I don’t think we often realize what an impact we have on those happen to meet while out running errands, at work, at school functions, a night on the town, etc. Sometimes it is enough to make their day terrible or simply wonderful.
So here are some of my thoughts on how we can help turn someone’s day around and make it, even a tiny bit, better:
You may feel silly walking around smiling, but sometimes just seeing someone else smiling can help bring a smile to your face too. And did you know that smiling can actually make you happy too? It’s true!
- Make eye contact
If you happen to catch someone’s eye, you can just hold it for a second. Acknowledge that they are a person and that they are there. Don’t be creepy about it. Smiling kindly at the same time can help take away the creepy factor.
- Think about what it might be like in their shoes
Sometimes when I come in contact with someone who is being difficult, I try to remember that no matter how perfect or imperfect they seem to have their act together, how well they are dressed, or what their reputation is, we all have bad days. It might help your attitude during the encounter and, in turn, help their day from getting worse. And for those times that it just doesn’t help my attitude, I aim to follow #4.
- Don’t judge
Nothing can turn your smile upside down faster than being told you are doing something wrong, especially with parenting. You don’t know their situation and they don’t know yours. Give them a break and keep negative comments (and looks) to yourself.
- Compliment their child (if they have one with them)
I know I always personally love it when other people think my kids are as great as I do, or even just remind me to like them during a tough moment. “What a cutie!” Or if you notice the child showing good manners, you can help to call it out. “Wow! What a gentleman. Thanks for letting me go first!” Sometimes we get so wrapped up in the moment that we don’t notice when our kids are actually being well behaved! Having someone else notice can help to cheer you up.

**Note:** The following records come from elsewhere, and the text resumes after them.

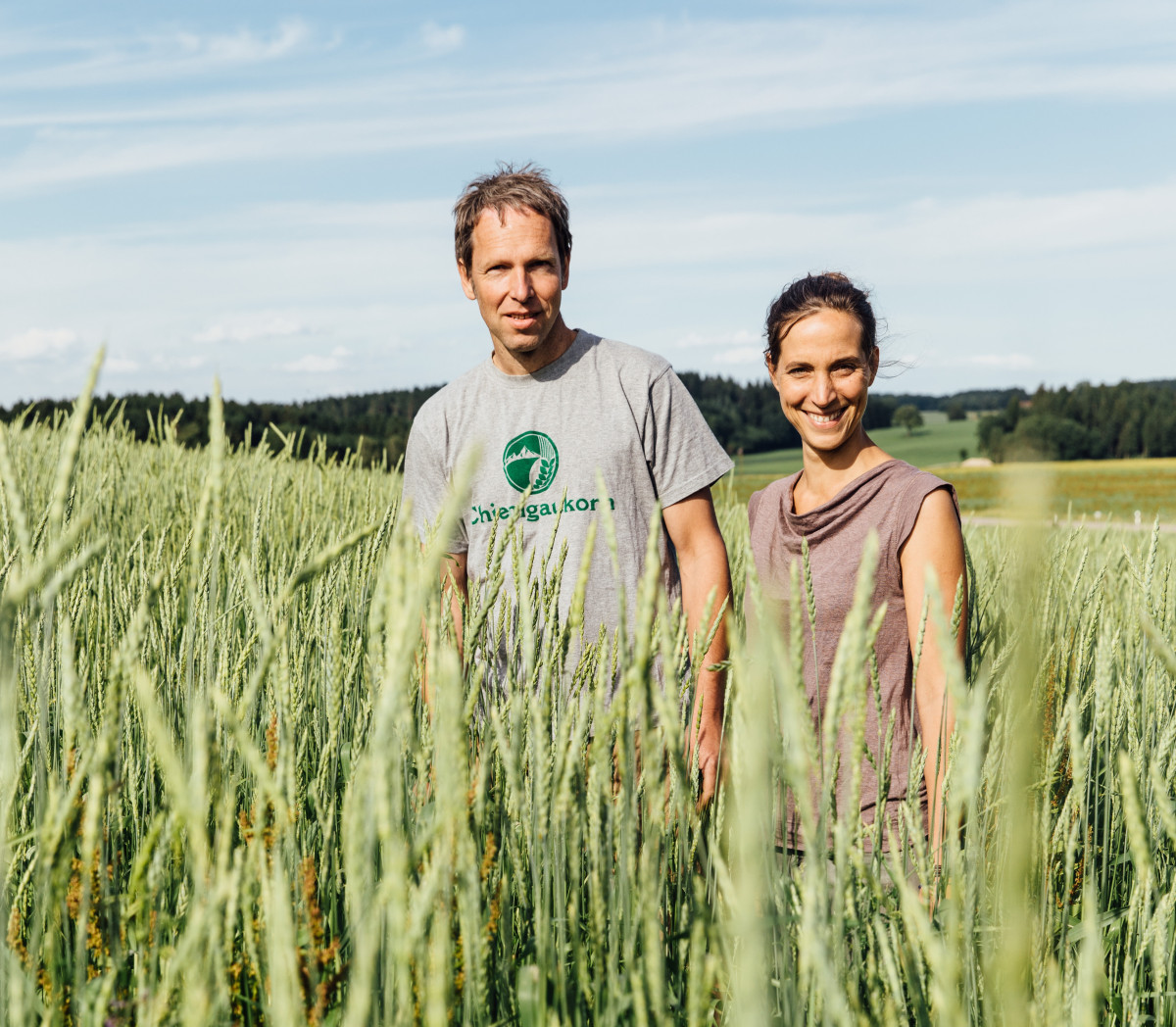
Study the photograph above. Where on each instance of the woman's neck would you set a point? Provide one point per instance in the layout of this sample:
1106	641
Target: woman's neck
826	473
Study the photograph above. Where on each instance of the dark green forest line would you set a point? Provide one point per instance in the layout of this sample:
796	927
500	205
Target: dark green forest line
1129	418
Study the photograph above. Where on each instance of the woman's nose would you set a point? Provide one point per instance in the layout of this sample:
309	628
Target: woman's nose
822	389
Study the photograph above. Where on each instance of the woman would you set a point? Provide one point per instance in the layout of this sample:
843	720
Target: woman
822	356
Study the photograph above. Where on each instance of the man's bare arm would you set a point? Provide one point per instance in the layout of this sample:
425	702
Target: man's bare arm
703	562
454	588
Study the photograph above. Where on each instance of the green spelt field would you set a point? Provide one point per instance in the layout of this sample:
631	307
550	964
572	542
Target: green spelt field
223	802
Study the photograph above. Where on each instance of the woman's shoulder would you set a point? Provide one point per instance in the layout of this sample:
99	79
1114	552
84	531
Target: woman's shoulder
770	497
908	488
903	476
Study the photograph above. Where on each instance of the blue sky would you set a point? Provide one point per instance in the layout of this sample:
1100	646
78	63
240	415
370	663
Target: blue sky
264	193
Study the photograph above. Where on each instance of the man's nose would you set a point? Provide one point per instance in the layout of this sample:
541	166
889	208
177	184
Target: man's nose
520	283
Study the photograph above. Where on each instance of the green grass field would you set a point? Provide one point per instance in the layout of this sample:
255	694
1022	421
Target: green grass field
224	802
938	442
1114	489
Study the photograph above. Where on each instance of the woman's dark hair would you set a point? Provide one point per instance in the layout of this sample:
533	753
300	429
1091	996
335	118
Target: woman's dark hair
805	297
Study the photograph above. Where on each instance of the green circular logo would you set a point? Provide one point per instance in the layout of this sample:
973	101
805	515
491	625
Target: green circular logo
530	459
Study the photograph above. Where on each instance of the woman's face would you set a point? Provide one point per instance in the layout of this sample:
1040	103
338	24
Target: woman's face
823	379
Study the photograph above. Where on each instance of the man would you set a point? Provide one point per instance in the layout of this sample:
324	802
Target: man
552	407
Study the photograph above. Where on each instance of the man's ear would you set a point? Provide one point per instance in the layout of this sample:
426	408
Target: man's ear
467	282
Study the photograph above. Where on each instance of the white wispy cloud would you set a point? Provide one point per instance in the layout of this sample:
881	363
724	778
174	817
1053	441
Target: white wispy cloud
1011	362
636	79
442	39
39	344
160	56
250	329
318	363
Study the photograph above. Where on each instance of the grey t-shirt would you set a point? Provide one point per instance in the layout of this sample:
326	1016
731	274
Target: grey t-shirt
604	406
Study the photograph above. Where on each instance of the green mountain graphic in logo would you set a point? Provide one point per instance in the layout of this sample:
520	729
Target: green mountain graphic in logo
530	459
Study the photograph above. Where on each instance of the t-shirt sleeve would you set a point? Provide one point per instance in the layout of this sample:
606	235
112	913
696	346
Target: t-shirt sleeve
921	486
682	452
427	481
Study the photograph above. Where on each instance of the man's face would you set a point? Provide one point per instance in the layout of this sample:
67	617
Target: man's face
517	279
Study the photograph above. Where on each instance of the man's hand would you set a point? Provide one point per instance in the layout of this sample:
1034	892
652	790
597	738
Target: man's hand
706	579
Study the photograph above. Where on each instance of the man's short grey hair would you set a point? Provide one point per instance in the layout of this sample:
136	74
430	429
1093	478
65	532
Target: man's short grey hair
523	188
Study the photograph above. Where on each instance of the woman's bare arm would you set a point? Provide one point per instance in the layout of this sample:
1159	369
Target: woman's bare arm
935	544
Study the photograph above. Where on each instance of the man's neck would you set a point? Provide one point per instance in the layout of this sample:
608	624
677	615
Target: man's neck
552	348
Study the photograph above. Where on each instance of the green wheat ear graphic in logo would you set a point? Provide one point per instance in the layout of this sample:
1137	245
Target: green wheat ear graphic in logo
530	459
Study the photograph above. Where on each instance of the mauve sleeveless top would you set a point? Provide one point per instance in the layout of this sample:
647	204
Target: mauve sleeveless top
886	499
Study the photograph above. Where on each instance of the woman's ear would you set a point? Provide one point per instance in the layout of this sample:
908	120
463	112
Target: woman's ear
771	370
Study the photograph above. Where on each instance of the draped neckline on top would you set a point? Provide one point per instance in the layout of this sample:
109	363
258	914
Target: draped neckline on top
828	512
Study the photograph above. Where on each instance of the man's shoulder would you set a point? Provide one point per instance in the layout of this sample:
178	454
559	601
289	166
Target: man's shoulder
629	362
451	397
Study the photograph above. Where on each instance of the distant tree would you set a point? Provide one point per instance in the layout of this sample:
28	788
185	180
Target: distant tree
908	416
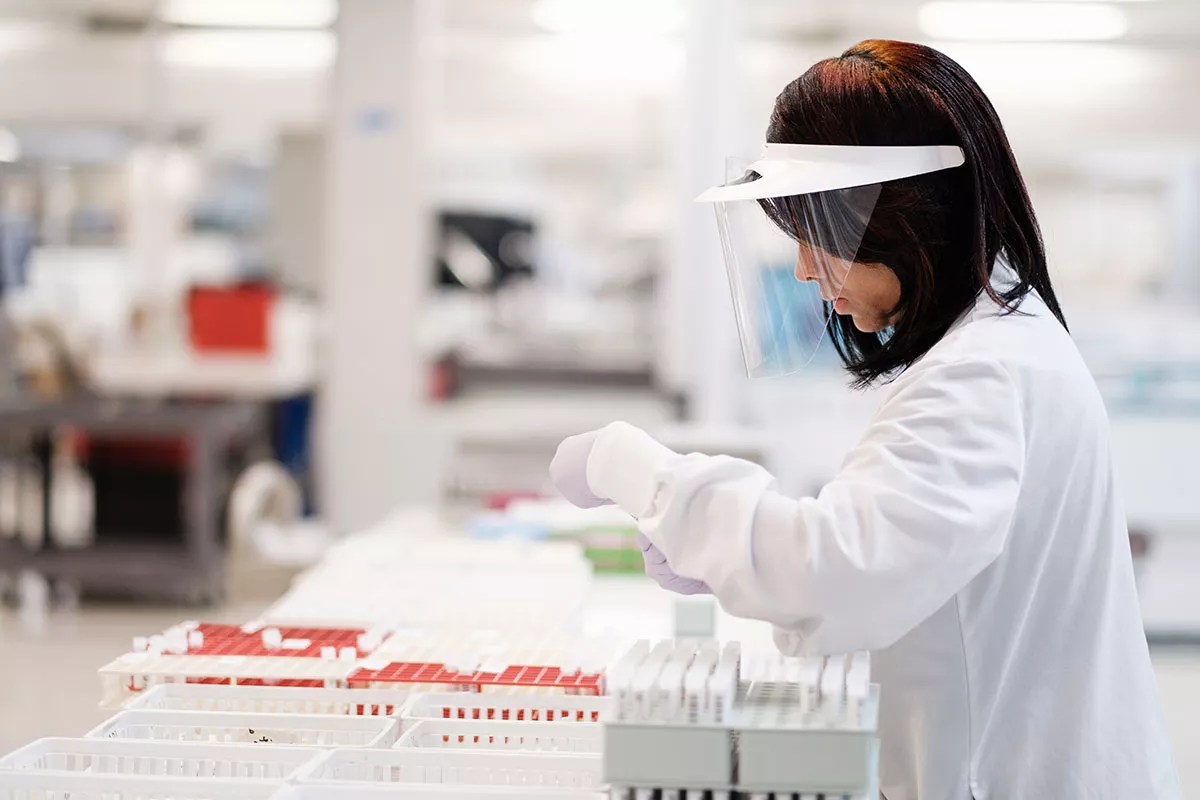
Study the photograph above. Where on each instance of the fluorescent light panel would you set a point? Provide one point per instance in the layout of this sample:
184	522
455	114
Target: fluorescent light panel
1023	22
609	16
268	50
250	13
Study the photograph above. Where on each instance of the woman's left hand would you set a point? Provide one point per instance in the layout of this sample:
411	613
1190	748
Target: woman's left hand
657	567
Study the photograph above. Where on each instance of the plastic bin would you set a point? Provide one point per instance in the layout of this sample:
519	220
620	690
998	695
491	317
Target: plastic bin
270	699
64	786
447	767
298	729
231	319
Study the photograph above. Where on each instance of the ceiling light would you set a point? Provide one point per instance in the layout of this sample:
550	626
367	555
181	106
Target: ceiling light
609	16
18	36
250	13
1023	22
10	146
251	49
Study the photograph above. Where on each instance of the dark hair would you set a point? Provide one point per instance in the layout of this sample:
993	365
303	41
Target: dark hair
940	233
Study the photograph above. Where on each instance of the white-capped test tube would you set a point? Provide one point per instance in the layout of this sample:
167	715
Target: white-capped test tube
809	679
723	686
621	678
669	703
833	687
695	686
858	685
642	691
273	639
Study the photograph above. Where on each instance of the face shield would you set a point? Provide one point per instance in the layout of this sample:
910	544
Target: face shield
791	224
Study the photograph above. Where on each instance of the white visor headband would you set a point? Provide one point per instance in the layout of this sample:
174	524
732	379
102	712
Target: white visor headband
787	169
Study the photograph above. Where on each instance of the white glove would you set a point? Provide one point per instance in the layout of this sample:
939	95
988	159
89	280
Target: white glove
569	470
617	463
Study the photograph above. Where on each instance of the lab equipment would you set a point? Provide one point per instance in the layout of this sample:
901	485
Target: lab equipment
810	206
298	729
689	720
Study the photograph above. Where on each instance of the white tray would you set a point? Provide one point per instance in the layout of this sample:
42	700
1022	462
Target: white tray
511	708
503	737
67	757
270	699
57	786
301	729
427	765
409	792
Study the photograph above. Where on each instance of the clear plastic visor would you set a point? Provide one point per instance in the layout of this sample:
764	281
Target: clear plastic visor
789	259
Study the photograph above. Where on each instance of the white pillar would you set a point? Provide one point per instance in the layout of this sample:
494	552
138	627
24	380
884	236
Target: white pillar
371	450
700	349
1183	278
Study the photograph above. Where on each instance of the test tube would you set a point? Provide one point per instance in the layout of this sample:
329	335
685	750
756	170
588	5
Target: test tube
273	639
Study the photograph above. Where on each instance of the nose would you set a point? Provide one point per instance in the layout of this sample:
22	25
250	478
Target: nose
807	271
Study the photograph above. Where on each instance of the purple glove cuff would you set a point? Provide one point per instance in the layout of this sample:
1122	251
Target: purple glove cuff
660	571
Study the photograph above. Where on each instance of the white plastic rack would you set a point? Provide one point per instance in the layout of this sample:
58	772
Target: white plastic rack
299	729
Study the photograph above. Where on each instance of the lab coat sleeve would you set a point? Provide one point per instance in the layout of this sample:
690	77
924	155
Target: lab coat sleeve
919	507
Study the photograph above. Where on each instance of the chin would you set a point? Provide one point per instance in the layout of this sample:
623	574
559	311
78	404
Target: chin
868	325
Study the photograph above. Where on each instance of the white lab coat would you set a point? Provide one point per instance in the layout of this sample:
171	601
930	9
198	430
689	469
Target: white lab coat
973	540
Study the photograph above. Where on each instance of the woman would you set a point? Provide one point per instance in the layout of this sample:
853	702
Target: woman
973	540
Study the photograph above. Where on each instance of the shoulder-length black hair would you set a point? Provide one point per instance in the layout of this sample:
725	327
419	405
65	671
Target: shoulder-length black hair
940	233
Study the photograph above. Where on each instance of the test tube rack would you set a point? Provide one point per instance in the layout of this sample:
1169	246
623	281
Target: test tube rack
354	659
687	720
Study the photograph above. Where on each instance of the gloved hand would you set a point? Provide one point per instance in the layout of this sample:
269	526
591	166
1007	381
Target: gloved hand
569	470
657	567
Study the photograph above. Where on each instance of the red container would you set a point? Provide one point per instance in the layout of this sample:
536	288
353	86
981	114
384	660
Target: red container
231	319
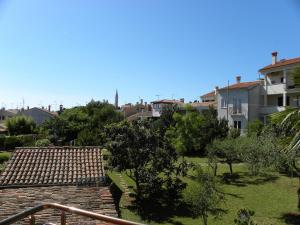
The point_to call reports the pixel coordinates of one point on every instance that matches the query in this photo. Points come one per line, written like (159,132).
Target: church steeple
(117,100)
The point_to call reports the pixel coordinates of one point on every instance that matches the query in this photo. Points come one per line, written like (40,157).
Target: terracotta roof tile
(53,166)
(210,94)
(168,101)
(241,85)
(281,63)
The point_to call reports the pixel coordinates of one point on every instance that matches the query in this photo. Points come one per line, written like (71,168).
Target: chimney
(216,90)
(274,58)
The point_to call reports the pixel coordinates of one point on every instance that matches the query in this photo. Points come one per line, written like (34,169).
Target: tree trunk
(230,167)
(204,217)
(215,169)
(137,183)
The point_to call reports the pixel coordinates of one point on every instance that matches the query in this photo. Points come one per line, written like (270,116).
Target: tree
(193,131)
(226,150)
(85,123)
(261,152)
(255,127)
(136,147)
(20,125)
(204,196)
(244,217)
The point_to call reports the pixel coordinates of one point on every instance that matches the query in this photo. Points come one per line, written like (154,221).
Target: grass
(273,197)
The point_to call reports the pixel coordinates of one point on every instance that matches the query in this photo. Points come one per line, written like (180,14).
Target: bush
(11,142)
(42,143)
(4,156)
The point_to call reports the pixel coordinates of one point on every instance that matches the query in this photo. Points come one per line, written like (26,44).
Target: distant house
(159,105)
(39,115)
(239,103)
(5,114)
(278,90)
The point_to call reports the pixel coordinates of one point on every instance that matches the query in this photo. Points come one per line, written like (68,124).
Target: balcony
(274,89)
(271,109)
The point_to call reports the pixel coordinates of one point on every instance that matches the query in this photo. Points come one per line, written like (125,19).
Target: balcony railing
(271,109)
(30,213)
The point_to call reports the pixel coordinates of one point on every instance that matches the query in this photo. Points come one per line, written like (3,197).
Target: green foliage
(226,150)
(255,127)
(4,156)
(11,142)
(137,147)
(296,76)
(234,133)
(42,143)
(84,123)
(193,131)
(20,125)
(185,135)
(261,152)
(244,217)
(205,196)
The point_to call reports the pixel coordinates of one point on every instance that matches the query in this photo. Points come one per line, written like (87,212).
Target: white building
(239,103)
(278,90)
(242,102)
(160,105)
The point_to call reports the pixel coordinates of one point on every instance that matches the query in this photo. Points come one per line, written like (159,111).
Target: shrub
(42,143)
(4,156)
(20,125)
(11,142)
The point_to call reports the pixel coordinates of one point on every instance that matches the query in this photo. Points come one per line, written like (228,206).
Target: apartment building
(279,90)
(160,105)
(242,102)
(239,103)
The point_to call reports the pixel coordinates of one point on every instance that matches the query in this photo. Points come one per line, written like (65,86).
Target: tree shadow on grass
(291,218)
(244,179)
(160,210)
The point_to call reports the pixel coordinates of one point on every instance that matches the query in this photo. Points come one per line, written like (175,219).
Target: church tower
(117,100)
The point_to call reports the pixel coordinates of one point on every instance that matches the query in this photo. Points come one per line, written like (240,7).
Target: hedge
(11,142)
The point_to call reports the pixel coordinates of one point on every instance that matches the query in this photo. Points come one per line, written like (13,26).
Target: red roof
(281,63)
(241,85)
(207,95)
(166,101)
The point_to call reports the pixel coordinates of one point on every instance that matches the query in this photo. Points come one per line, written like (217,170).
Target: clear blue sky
(71,51)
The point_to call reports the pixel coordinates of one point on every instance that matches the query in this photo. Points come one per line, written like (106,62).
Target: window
(280,101)
(237,124)
(223,103)
(239,106)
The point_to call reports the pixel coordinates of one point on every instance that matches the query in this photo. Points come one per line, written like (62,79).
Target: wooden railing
(30,213)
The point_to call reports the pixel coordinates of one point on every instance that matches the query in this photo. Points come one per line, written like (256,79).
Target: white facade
(239,105)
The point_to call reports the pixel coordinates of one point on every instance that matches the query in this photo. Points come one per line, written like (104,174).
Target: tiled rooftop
(281,63)
(53,166)
(241,85)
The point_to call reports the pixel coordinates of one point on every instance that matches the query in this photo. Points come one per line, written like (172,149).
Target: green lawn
(272,197)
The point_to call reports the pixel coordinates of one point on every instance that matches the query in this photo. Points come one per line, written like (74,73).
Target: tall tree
(136,147)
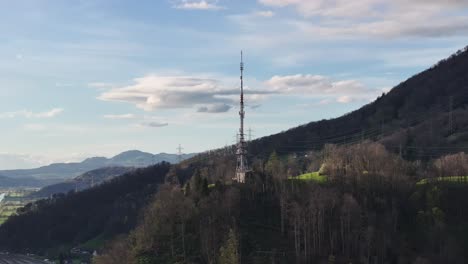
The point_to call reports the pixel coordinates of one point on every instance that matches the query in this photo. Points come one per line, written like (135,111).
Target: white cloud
(266,13)
(216,108)
(154,124)
(378,18)
(197,5)
(207,95)
(173,92)
(122,116)
(100,85)
(318,86)
(29,114)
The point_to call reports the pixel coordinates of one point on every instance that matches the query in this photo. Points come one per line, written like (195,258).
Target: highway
(19,259)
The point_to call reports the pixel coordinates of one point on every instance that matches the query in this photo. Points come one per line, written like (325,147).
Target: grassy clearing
(453,179)
(312,176)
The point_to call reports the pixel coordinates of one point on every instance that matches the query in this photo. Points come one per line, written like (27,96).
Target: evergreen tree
(228,253)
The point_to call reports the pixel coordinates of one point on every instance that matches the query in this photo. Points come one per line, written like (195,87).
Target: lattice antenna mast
(242,166)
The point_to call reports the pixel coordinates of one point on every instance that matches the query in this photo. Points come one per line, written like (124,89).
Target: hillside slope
(82,182)
(415,114)
(69,220)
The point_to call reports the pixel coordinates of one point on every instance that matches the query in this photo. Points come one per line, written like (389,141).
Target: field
(13,200)
(454,179)
(312,176)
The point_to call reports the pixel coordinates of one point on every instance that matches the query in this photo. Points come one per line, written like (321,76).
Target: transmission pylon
(242,166)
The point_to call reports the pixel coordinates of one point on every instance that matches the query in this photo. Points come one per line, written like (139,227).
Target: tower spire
(242,166)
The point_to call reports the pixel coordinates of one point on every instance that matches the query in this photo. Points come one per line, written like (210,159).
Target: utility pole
(179,153)
(242,165)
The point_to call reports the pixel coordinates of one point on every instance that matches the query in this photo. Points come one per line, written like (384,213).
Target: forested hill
(95,214)
(415,114)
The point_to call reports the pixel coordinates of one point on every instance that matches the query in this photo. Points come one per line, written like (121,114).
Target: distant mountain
(133,158)
(7,182)
(82,182)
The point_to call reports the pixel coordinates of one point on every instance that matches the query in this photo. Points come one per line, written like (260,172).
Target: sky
(95,78)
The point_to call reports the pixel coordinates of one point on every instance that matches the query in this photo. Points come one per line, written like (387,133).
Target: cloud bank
(204,95)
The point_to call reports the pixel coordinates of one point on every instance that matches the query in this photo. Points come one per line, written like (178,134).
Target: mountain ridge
(131,158)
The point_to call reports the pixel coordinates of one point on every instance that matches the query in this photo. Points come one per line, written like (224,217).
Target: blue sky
(86,78)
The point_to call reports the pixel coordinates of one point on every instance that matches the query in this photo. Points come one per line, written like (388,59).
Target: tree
(228,253)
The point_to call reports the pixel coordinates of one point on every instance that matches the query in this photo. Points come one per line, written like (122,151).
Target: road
(18,259)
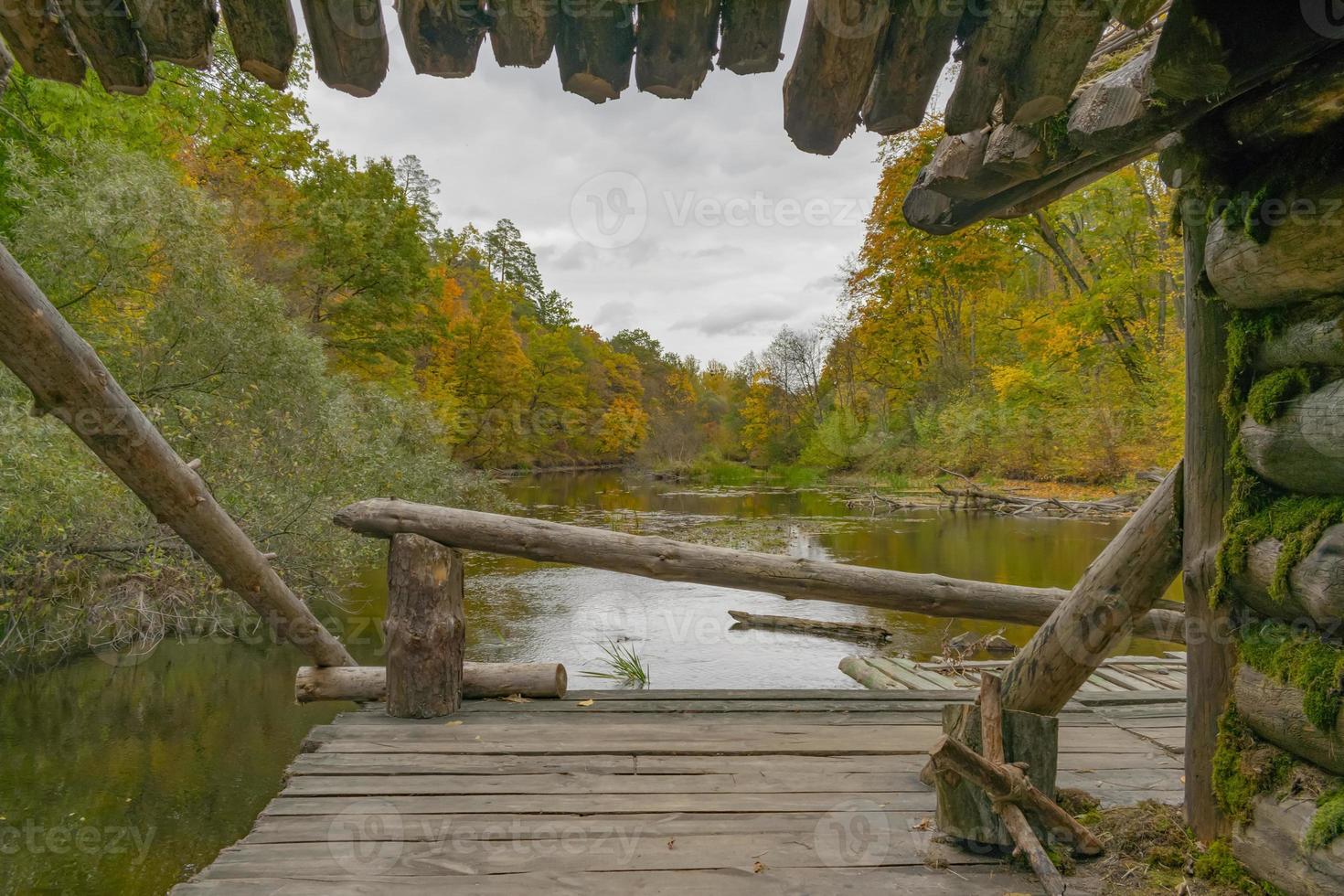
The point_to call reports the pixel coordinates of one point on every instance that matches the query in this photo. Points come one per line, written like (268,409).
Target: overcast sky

- Give a word of encouragement
“Have a great day,” “great work” or “that color is great on you!” Of course, walking up to a random person with “that color is great on you” may not be very well received if you don’t know them or they aren’t holding up the latest in summer fashion trying to determine which color to pick.
Sometimes you might notice someone else having a hard time with something. Help them know they aren’t alone or failing. For example, maybe they are struggling opening a beach chair. Something like “Oh, I always have a hard time with those!” A “wish I could help, but I always have to have my husband/wife/mom help me,” “good luck” or “here’s how I do it” might also be well received. My favorite comment when my kids are acting up is for another parent to say, “We just had that conversation at my house too!” It helps me feel like I’m not alone in the parenting struggle.
- Let them go first
If you can tell someone is in a rush or struggling, maybe you could let them go first. I know it made the world of difference for me when I had 3 cranky, screaming children and someone would be kind enough to let me go first through the check stand. I think it was for everyone else’s benefit for us to be gone, but it sure made me happy!
- Ask for advice
It always feels good when someone thinks you know more than they do. Whether it be for advice on a new product at a store or how they chose their car, feeling knowledgeable about something can give their ego and mood a boost.
- Be sincere
If you just don’t feel it, neither will the other person. Maybe it is your turn to be on the receiving side of a smile or compliment. We all have those days!
I know my experience at the store yesterday would have been greatly improved by a smile or a kind word to my daughter. Maybe the cashier was having a bad day. Next time I see her I’ll try to remember to give her a smile and thank her for her hard work. Who knows? It might turn her day around.
How many people would benefit from your smile or kind words? Why not try? It could make you happy too!